More than 60,000 Canberra homeowners have been stung with rates increases this financial year, new figures show.
The number was substantially higher than the figure reported when Chief Minister Andrew Barr announced most households would have their rates reduced in 2020-21.
However, Mr Barr's office has insisted the figures were consistent with his public statements from the time, dismissing any suggestions it mislead Canberrans on a key cost-of-living measure ahead of October's ACT election.
Mr Barr used a major speech in June last year to grant homeowners a temporary reprieve from annual rates hikes, a policy designed to support households and inject money into the economy amid the COVID-19 downturn.
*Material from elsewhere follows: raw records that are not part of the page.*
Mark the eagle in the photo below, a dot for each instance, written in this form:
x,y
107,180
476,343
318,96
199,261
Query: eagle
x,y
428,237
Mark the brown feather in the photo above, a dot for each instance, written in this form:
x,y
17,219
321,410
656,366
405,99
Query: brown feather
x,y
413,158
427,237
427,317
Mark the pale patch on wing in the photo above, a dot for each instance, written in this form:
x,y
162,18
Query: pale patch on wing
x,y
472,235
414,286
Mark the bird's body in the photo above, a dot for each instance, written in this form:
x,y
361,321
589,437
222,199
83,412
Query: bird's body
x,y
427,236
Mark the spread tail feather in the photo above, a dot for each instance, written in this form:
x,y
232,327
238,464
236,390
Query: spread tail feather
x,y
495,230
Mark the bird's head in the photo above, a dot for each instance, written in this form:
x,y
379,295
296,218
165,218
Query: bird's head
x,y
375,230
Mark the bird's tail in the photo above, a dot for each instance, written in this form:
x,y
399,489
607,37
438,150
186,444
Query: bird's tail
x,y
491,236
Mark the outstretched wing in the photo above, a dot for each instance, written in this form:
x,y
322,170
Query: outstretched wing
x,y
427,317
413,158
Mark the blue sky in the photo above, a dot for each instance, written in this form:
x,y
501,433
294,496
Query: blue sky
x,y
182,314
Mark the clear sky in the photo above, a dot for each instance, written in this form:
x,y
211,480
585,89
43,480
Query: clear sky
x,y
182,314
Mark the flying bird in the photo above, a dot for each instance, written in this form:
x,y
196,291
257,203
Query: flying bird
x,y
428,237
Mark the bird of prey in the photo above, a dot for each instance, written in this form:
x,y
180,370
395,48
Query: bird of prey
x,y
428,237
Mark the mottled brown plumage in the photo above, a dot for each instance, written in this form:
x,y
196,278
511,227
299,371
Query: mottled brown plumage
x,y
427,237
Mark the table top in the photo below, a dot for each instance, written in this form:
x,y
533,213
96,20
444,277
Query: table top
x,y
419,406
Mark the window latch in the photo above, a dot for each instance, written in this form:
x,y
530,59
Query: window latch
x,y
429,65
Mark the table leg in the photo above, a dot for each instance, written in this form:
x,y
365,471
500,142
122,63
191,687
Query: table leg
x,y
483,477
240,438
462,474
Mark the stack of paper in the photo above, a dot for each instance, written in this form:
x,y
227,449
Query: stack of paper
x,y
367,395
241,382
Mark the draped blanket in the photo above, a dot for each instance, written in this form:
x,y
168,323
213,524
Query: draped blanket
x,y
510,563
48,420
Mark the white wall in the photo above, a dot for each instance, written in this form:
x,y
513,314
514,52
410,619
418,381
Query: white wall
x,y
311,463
The announcement at Mr Barr's State of our Territory address was also widely seen as serving a political purpose, helping to neutralise the Canberra Liberals' main election promise of freezing residential rates for four years.
Rates would not increase for the "majority" of Canberrans in 2020-21, Mr Barr said, with the owners of about 110,000 homes - or about two-thirds of all properties - to pay less than the previous year after a $150 rebate was factored in.
The Barr government always acknowledged rates would increase for some households, either because their land value increased significantly or because they lived on an expensive block.
But the exact number of properties to be hit with a rate hike had been the subject of some confusion.
Mr Barr's office initially told The Canberra Times rates would increase for about 18,000 properties in 2020-21.
The following morning his office issued a revised number - 36,500.
But figures from ACT Treasury, published under freedom of information, showed the actual number was far higher - 60,295.
Mr Barr's office confirmed the figure was accurate when contacted by The Canberra Times.
It provided a further breakdown of the data, which showed 24,000 properties had been hit with an increase of between zero and 1 per cent. Rates rose between 1 and 5 per cent for about 34,000 properties, with the remainder rising by more than 5 per cent.
When asked to explain the discrepancies in the data on rate increases, Mr Barr's spokeswoman said numbers referenced in the chief minister and treasurer's public statements were consistent with the freshly published figures.
The spokeswoman said the government had consistently stated rates would fall for about 110,000 households after the $150 rebate was applied. The exact number was 110,691.
The sum of that figure and 60,295 equalled the exact number of households in the ACT, meaning rates bills either rose or fell for every ratepayer. Not a single rates bill was "frozen" at its 2019-20 level, according to the government.
Opposition leader Elizabeth Lee said it was disappointing Labor's "so-called rates relief" was not extended to more than 60,000 households.
"A rates hike for 60,000 households is almost double the number of households that was disclosed before the election," Ms Lee said.
"The Liberals have long campaigned for a fairer rates system, but for Labor and the Greens, unfair rates rises are just part of their DNA."
Mr Barr said at the time of the announcement the reprieve would be only temporary, with the start of the next phase of tax reform set to see rates rise an average of 3.75 per cent annually from next year.
But the government has left the door ajar to further tax relief, signalling it was prepared to adjust its approach if that was necessary to support households and protect jobs.